Fizemos todas essas ações para fortalecer o seu processo educacional. Mas também começamos a gerar outras ações ligadas aos jovens, por exemplo, da área da saúde. Lá trabalhamos os direitos sexuais, reprodutivos e não reprodutivos, vinculados à prevenção da gravidez na adolescência e da gravidez indesejada. Também a identificação precoce de algumas doenças de propensão étnica e a sua formação e formação.

Você está falando da geração de políticas públicas. O que é essa articulação com um Estado hoje ausente? E que outras articulações fazem regionalmente para promover o trabalho de Xango?

Temos vindo a reforçar fortemente a nossa participação a nível local e regional. Temos trabalho conjunto com Brasil e Uruguai e no caso da comunidade brasileira temos coordenação específica com a comunidade LGTBI. Com ambos os países a nossa base de trabalho está no apoio e promoção dos direitos humanos e das políticas públicas. No plano internacional também fazemos parte da Libertação Negra Indígena. São espaços fundamentais neste momento difícil que atravessa a Argentina, da mesma forma que a nível local estamos ampliando nossas articulações com os povos indígenas e diversas organizações afro.

Foto: Agrupación Xango


Neste quadro de luta pela igualdade, como a Argentina chega a estes 8N em meio a um avanço da extrema direita na América Latina?

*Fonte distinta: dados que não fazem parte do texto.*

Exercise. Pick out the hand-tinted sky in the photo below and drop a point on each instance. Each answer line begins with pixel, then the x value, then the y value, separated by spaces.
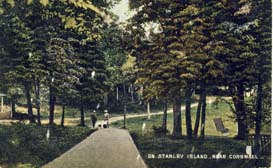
pixel 122 10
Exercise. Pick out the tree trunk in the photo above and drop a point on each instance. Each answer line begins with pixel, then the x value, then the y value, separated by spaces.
pixel 198 112
pixel 51 106
pixel 62 120
pixel 203 114
pixel 188 112
pixel 241 113
pixel 177 129
pixel 164 120
pixel 29 105
pixel 38 102
pixel 259 109
pixel 82 116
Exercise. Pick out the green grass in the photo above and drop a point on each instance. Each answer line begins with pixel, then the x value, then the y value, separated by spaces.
pixel 149 142
pixel 24 145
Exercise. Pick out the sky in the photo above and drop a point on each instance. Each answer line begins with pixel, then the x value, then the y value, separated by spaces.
pixel 122 10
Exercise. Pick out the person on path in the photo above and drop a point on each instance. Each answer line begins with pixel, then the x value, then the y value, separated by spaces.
pixel 106 119
pixel 94 118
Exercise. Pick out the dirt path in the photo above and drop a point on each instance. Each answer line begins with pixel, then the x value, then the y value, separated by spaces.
pixel 106 148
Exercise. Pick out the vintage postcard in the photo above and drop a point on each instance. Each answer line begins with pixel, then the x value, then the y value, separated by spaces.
pixel 135 84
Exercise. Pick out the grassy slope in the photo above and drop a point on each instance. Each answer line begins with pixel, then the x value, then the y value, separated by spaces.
pixel 150 143
pixel 26 145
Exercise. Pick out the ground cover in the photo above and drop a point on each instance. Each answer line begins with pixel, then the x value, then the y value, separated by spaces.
pixel 24 145
pixel 151 144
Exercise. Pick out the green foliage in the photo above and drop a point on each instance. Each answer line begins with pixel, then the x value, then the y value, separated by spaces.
pixel 27 145
pixel 149 142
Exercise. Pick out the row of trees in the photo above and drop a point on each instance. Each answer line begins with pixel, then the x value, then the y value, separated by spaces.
pixel 196 45
pixel 57 48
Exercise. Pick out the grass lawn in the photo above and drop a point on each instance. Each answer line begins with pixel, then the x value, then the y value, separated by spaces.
pixel 26 146
pixel 151 144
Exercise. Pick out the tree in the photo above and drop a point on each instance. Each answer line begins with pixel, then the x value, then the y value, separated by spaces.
pixel 15 37
pixel 261 11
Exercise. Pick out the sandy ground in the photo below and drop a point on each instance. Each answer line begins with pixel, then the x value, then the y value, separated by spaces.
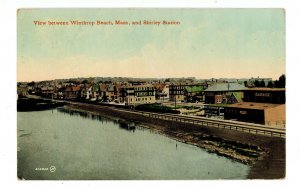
pixel 264 154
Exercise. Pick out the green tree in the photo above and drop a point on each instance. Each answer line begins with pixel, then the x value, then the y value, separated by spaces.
pixel 262 84
pixel 281 81
pixel 256 83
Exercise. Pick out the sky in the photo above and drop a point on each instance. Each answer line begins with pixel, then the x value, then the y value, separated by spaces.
pixel 208 43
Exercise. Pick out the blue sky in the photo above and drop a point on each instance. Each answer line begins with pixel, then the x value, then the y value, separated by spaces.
pixel 207 43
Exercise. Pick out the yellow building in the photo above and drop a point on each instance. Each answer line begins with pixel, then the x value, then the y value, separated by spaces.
pixel 138 94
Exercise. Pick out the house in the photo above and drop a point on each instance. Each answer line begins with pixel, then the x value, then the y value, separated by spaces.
pixel 138 94
pixel 86 92
pixel 224 93
pixel 47 91
pixel 161 92
pixel 194 93
pixel 177 92
pixel 262 113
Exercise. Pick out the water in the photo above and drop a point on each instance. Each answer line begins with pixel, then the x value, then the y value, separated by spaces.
pixel 85 146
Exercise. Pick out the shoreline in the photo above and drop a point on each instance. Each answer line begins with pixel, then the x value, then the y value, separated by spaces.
pixel 265 155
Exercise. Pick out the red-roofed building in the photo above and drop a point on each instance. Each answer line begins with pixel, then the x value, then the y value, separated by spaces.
pixel 72 92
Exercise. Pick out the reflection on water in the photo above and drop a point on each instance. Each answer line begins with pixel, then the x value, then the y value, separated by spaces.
pixel 82 145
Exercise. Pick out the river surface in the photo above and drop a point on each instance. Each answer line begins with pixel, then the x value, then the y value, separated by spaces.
pixel 65 144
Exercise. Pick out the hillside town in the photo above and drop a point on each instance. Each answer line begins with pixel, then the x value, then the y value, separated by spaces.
pixel 254 100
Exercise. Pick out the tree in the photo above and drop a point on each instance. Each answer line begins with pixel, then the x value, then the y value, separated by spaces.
pixel 256 83
pixel 85 81
pixel 262 84
pixel 281 81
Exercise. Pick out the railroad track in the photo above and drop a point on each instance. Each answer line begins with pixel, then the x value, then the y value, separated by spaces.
pixel 201 121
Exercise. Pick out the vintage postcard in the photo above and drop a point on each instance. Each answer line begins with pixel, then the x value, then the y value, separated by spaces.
pixel 151 94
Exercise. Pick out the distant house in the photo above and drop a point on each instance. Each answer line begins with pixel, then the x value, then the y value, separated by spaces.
pixel 86 92
pixel 161 92
pixel 194 93
pixel 224 93
pixel 72 92
pixel 177 92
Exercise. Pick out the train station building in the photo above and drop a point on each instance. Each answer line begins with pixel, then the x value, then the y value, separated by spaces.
pixel 260 105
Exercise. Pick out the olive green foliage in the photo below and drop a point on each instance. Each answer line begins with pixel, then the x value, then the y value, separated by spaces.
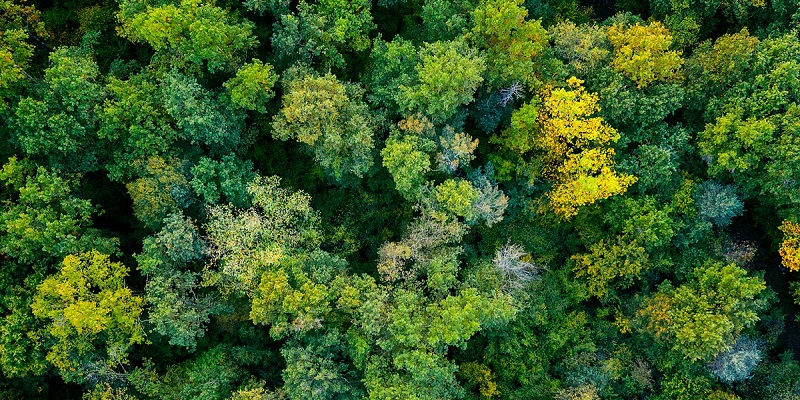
pixel 397 199
pixel 192 31
pixel 88 307
pixel 447 77
pixel 331 118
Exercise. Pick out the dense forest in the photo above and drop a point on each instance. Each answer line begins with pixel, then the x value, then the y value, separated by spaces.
pixel 399 199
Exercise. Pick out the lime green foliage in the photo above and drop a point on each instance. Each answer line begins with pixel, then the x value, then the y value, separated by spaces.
pixel 18 24
pixel 562 208
pixel 94 317
pixel 406 155
pixel 192 31
pixel 322 32
pixel 642 53
pixel 251 88
pixel 702 317
pixel 513 44
pixel 457 196
pixel 331 118
pixel 393 66
pixel 59 124
pixel 448 75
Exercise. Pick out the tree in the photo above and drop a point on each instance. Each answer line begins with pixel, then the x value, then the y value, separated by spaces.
pixel 251 88
pixel 177 306
pixel 331 118
pixel 198 116
pixel 322 32
pixel 447 77
pixel 717 203
pixel 790 246
pixel 47 221
pixel 615 263
pixel 737 363
pixel 642 53
pixel 513 44
pixel 162 190
pixel 190 33
pixel 94 317
pixel 702 317
pixel 569 148
pixel 227 179
pixel 59 124
pixel 19 24
pixel 406 155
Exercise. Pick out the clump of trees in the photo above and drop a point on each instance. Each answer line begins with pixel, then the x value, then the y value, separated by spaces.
pixel 344 199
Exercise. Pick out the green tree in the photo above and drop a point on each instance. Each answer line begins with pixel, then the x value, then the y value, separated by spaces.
pixel 59 124
pixel 447 77
pixel 93 317
pixel 331 118
pixel 322 32
pixel 513 44
pixel 251 88
pixel 192 32
pixel 702 317
pixel 177 306
pixel 642 53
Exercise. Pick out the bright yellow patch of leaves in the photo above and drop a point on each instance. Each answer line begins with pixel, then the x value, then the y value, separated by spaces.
pixel 790 247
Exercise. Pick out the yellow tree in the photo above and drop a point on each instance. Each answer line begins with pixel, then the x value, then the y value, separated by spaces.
pixel 570 148
pixel 790 247
pixel 89 307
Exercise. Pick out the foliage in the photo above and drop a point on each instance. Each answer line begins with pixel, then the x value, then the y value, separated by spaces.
pixel 700 319
pixel 738 362
pixel 94 317
pixel 331 118
pixel 570 202
pixel 192 31
pixel 642 53
pixel 448 75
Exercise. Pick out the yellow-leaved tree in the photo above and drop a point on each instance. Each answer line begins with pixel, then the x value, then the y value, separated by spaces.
pixel 570 146
pixel 790 247
pixel 94 317
pixel 641 52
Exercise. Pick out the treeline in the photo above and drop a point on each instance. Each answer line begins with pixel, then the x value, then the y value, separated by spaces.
pixel 400 199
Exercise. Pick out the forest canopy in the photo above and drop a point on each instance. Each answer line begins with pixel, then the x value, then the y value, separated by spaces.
pixel 399 199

É importante fazer uma revisão histórica para chegar ao presente: Na Argentina desde a sua formação houve um projeto político de branqueamento e um projeto político de aniquilação do que não era branco de origem europeia. Esta ideia começa com a geração dos anos 80 e com o “pai da educação argentina”, Domingo Faustino Sarmiento. A partir daí a ideia de uma educação branca foi promovida e aprofundada. Acontecimentos como a Campanha do Deserto, que procurou aniquilar os povos indígenas do país, fazem parte desse processo. Mais tarde, muitos afros, povos indígenas, morreram nas lutas pela independência ou de febre amarela. Em parte, a ideia de uma Argentina sem afro surge desses acontecimentos. A realidade é que naquela época, meados do século XVIII, em províncias como Santiago del Estero, Córdoba, Tucumán, Santa Fé, 40,50% da população era afro ou indígena. Depois, com a migração europeia passámos a ser 20 ou 30% em algumas províncias. A realidade é que nosso legado é extenso, desde cultura, língua, culinária (Você sabia que as achuras, aquelas que tanto gostamos no churrasco, são um legado afrodescendente, por exemplo?)

A Argentina é então o país mais racista da nossa região?

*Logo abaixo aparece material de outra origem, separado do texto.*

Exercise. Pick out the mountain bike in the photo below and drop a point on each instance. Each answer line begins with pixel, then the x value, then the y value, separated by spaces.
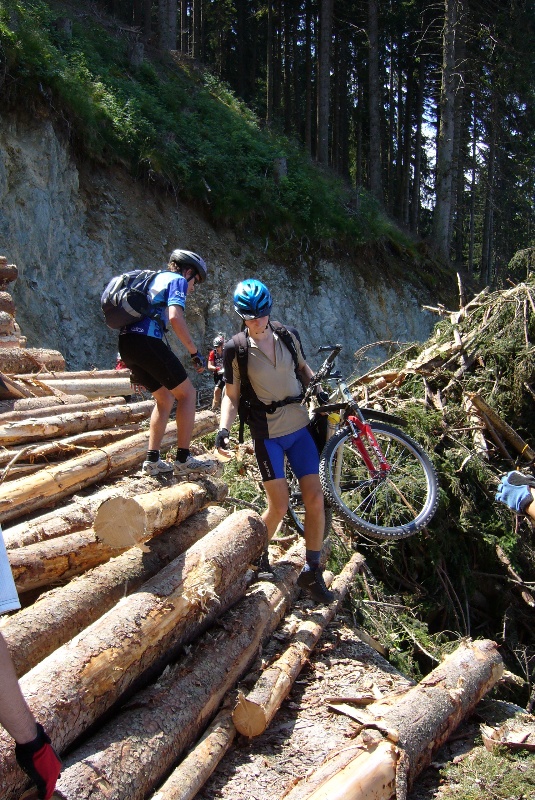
pixel 376 476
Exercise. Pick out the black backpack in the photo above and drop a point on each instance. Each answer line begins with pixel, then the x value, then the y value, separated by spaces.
pixel 247 393
pixel 125 299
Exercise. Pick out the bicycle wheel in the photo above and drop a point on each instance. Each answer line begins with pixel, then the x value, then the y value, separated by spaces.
pixel 385 505
pixel 296 509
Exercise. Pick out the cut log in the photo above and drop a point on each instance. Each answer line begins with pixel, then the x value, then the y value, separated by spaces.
pixel 17 359
pixel 8 272
pixel 136 749
pixel 502 427
pixel 65 448
pixel 7 303
pixel 53 427
pixel 193 772
pixel 10 390
pixel 7 323
pixel 90 387
pixel 35 632
pixel 76 516
pixel 54 483
pixel 48 406
pixel 58 560
pixel 254 713
pixel 86 374
pixel 126 521
pixel 405 732
pixel 84 678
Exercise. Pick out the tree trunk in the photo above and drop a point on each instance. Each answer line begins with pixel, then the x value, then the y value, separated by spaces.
pixel 376 181
pixel 30 359
pixel 54 483
pixel 62 558
pixel 53 427
pixel 85 374
pixel 444 170
pixel 76 516
pixel 130 755
pixel 54 408
pixel 64 448
pixel 83 679
pixel 416 724
pixel 255 712
pixel 90 387
pixel 35 632
pixel 189 777
pixel 324 68
pixel 124 522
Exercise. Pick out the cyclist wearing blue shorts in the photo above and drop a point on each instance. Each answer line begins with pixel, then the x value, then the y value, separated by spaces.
pixel 33 749
pixel 277 421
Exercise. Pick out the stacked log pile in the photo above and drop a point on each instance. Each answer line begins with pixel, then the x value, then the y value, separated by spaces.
pixel 120 574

Não posso dizer “o mais racista”, mas já existe racismo estrutural, sem duvidas. É muito difícil para o argentino reconhecer que é racista. Isto se vê na reprodução da linguagem, dos ditos, das formas. Quantas vezes ouvimos: “Ele é negro de alma” ou “Ele é negro”. Para transformar isso, o papel do Estado, atualmente inviável, é fundamental. Poder ter práticas anti-racistas, uma restauração dos Direitos Humanos e organizações anti-racismo como o INADI, encerrado pela gestão de Javier Milei, é fundamental. Caso contrário, a implementação de campanhas de combate ao racismo torna-se impossível.

Neste contexto, como o movimento afro na Argentina continua a se articular diante de todos esses desafios?

Acredito que nos últimos anos houve um maior reconhecimento da comunidade afrodescendente na Argentina. Desde a figura de María Remedios del Valle e o trabalho de recuperação de sua história e legado como “Mãe da Pátria”, passando pela promulgação da Lei 26.852 da qual fez parte a Agrupación Xango. Historicamente, continuaremos a resistir devido ao sentido de resiliência do nosso movimento, das nossas comunidades e do nosso povo. Vamos continuar lutando e lutando pela igualdade, pela equidade, pela justiça racial e também pela justiça climática.